To install clusterssh, the README helpfully gives you some tests to figure out if you have the correct dependencies.  Unfortunately, I didn't have either Tk or X11::Protocol.

It took me a minute to find the Tk package for cygwin, since I first looked under "Tk", and nothing was there.  Then I realized that I should be looking for "Tcl/Tk", and saw that it was already installed.  Finally, I remembered that I need the perl library for Tcl/Tk, so installed that.

Then I went looking for perl-X11-protocol, which took a bit, because it isn't in cygwin, and I haven't had to think about cpan packaging in a long time (once again, thanks to Debian) so forgot how to use cpan for a bit.

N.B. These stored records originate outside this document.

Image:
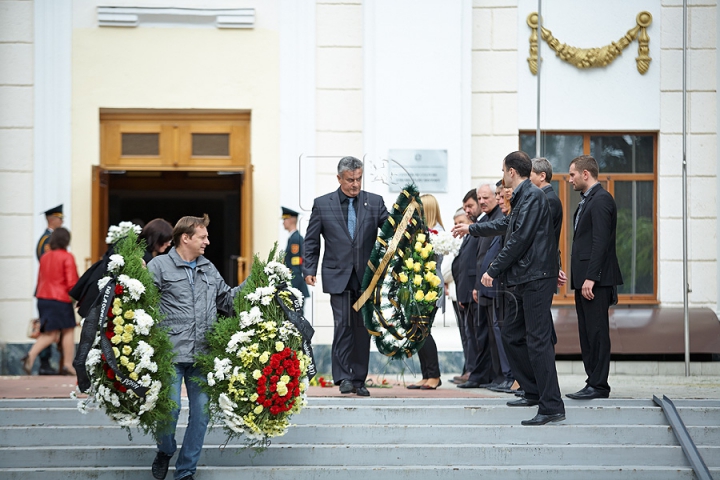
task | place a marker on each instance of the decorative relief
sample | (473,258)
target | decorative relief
(593,57)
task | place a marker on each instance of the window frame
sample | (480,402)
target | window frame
(565,294)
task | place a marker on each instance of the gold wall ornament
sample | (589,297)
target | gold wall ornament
(593,57)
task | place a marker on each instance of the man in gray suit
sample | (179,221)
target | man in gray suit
(348,219)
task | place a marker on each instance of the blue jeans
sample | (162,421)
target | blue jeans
(198,420)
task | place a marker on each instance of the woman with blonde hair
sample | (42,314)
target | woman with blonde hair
(56,277)
(429,363)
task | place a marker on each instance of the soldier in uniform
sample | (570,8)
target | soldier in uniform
(294,251)
(54,218)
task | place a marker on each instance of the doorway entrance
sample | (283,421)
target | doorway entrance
(169,164)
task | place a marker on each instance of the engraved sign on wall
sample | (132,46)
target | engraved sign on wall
(426,168)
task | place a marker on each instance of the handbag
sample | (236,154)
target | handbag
(34,328)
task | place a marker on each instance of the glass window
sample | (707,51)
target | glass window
(210,144)
(145,144)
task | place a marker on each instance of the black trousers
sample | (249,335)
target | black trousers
(429,363)
(351,341)
(476,329)
(527,333)
(594,330)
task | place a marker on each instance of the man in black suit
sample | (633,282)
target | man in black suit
(529,258)
(594,274)
(348,219)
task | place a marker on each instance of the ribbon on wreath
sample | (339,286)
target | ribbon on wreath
(94,323)
(295,316)
(381,269)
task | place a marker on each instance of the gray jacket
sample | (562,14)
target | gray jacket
(190,300)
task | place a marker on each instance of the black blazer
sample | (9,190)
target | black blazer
(464,269)
(594,255)
(342,253)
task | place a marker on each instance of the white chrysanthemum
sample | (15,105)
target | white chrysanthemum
(134,286)
(93,358)
(143,322)
(116,262)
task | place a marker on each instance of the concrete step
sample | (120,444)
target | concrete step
(354,414)
(411,472)
(368,455)
(26,436)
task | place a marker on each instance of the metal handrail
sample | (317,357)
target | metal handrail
(686,442)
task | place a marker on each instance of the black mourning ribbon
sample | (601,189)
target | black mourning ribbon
(94,323)
(295,317)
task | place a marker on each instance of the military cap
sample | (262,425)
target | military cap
(54,212)
(287,213)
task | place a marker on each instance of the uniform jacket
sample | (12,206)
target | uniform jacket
(593,251)
(294,261)
(530,251)
(56,276)
(189,312)
(342,253)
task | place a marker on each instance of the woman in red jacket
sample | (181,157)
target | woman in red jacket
(57,275)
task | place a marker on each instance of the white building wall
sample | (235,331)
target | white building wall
(17,209)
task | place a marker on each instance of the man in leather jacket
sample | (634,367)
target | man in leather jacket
(529,259)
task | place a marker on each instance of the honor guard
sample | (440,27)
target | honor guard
(294,250)
(54,218)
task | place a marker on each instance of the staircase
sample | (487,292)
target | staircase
(361,438)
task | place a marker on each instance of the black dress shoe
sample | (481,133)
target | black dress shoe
(504,387)
(160,465)
(468,384)
(541,419)
(362,391)
(523,402)
(588,393)
(346,387)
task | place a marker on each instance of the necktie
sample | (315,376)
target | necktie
(577,215)
(351,218)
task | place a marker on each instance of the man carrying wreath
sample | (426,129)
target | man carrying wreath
(191,293)
(348,219)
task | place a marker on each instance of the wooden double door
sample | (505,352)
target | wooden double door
(169,165)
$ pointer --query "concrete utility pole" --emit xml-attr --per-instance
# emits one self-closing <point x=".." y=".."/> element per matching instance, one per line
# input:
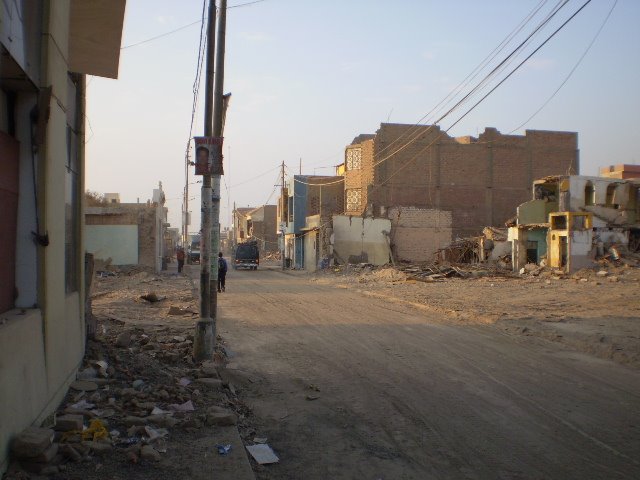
<point x="205" y="335"/>
<point x="283" y="219"/>
<point x="219" y="105"/>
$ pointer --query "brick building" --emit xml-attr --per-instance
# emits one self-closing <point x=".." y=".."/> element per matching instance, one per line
<point x="436" y="188"/>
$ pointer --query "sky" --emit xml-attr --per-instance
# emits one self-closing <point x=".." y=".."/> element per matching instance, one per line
<point x="307" y="76"/>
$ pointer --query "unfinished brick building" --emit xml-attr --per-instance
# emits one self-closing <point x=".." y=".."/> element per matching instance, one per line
<point x="435" y="188"/>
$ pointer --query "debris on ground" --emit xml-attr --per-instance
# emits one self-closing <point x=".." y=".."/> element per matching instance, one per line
<point x="224" y="449"/>
<point x="263" y="454"/>
<point x="137" y="392"/>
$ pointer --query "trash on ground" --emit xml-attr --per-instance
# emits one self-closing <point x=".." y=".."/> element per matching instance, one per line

But, eventually got the correct "install X11::Protocol" syntax, and off I went.  One of the tests failed (which I was afraid of, as I had seen a cpan-testers report that made it look like X11::Protocol hasn't worked in a long time on cygwin.  But, fortunately, the only reason the test failed was that X wasn't started, which was easy to resolve with a ``.  (Note that I always use as opposed to just startxwin - years ago I had problems with the latter, and I never looked into what the difference was.  I saw someone run it recently without the .sh, so it probably isn't important any more, but old habits die hard.)

With the tests now passing, time to actually install clusterssh, and with the regular configure; make; make install magic combo, we're off to the races (note the executable is cssh, and not clusterssh).

I keep forgetting why anyone pays for software any more.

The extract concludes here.